The Prison Rape Elimination Act (PREA) has been getting a lot of coverage lately, and most recently in North Carolina by the largest U.S. civil rights group. Sending letters to 100 North Carolina counties about their compliance with the act, the ACLU has gotten about 75 percent response rate, and they say that’s not good enough according to this associated press news article. Twenty-three of the sheriffs in North Carolina have been silent, prompting the ACLU to calling media attention to the state in order to produce pressure to comply. Familiar with this song and dance, attorneys in San Antonio and other parts of Texas are waiting for the finale to see what implications it could have for their home state, too.
A leader of the North Carolina sheriff’s association has said it isn’t over yet: contending that the ACLU’s questions weren’t worded well – the 23 counties may actually be in compliance with PREA. Eddie Caldwell, the association’s executive vice president and general counsel reports that sheriff’s aren’t required to explain to the ACLU why counties haven’t adopted policies, and that when the ACLU asked about “new policies to comply with the new law,” they may have not factored in counties that are already in compliance, meaning there would be no new policies.
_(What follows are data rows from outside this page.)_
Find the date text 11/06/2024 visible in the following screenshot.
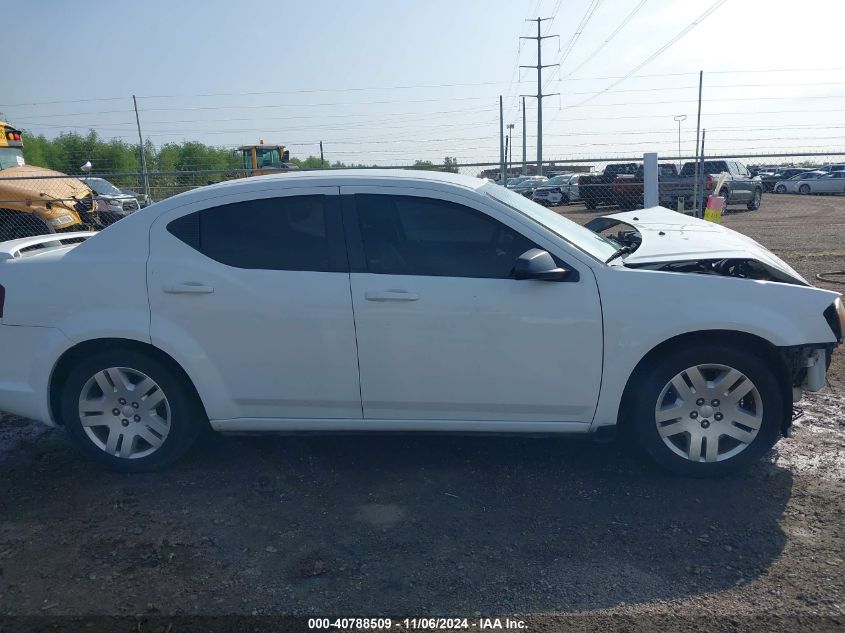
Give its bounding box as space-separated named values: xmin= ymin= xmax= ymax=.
xmin=307 ymin=617 xmax=527 ymax=629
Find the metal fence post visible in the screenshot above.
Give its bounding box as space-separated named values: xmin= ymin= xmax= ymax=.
xmin=643 ymin=152 xmax=658 ymax=208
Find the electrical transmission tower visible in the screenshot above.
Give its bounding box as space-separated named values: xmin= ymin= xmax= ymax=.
xmin=520 ymin=17 xmax=559 ymax=176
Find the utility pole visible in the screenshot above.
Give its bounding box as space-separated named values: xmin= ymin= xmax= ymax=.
xmin=521 ymin=96 xmax=527 ymax=175
xmin=132 ymin=95 xmax=151 ymax=203
xmin=499 ymin=96 xmax=505 ymax=183
xmin=692 ymin=71 xmax=704 ymax=215
xmin=320 ymin=141 xmax=325 ymax=168
xmin=673 ymin=114 xmax=687 ymax=169
xmin=506 ymin=123 xmax=515 ymax=177
xmin=504 ymin=135 xmax=510 ymax=179
xmin=520 ymin=17 xmax=559 ymax=177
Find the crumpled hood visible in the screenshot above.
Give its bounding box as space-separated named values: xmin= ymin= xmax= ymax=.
xmin=599 ymin=206 xmax=808 ymax=284
xmin=0 ymin=165 xmax=93 ymax=202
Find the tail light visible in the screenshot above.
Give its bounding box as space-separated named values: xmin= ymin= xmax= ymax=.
xmin=706 ymin=175 xmax=714 ymax=191
xmin=0 ymin=284 xmax=5 ymax=318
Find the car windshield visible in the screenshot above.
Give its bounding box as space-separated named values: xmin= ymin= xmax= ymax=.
xmin=483 ymin=182 xmax=619 ymax=262
xmin=506 ymin=177 xmax=526 ymax=186
xmin=545 ymin=175 xmax=571 ymax=185
xmin=85 ymin=177 xmax=122 ymax=196
xmin=0 ymin=148 xmax=25 ymax=170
If you think this sounds like a slippery side-step, you could be in agreement with attorneys in San Antonio, Houston, and parts of Texas facing the same pressure to get in line and start moving with the new policy. Enacted in 2003, but having just finalized the rules in 2012, PREA is rising in the news for its May 15 compliance deadline, which Texas Gov. Rick Perry has publicly flouted. Attorneys in San Antonio or El Paso could be busy with cases of clients at Bexar or El Paso County jails who experience injury as a result of the state’s noncompliance with PREA—something the ACLU wants to prevent in the first place.
The follow up letter sent by the ACLU to the 23 North Carolina sheriffs “was carefully crafted to cover both current policies and any adopted because of the law,” so that the response by the sheriffs who reported that they had no records for the request was taken to mean “they’re not complying with PREA,” says ACLU Policy Director, essentially calling Caldwell’s bluff.
Legal Director for ACLU-NC Chris Brook acknowledges that the required audit and compliance policies can be expensive for detention centers—which is essentially why Texas is trying to opt out. Gov. Perry’s assertion that the PREA infringes on state’s rights was the philosophical complement to his complaint that compliance is too costly. Ironically, Texas could lose millions of federal dollars in funding for not complying, and potentially more if attorneys in San Antonio or other cities whose jails don’t comply sue the state for damages.
Besides, it shouldn’t be about the money, Brook and Preston say in their letter: “It is deeply troubling that your facility is making no efforts to comply with PREA given that this law is intended to realize the laudable goal of preventing sexual assault in jails and make reporting of assault easier for detainees.” So it is, ACLU. So it is.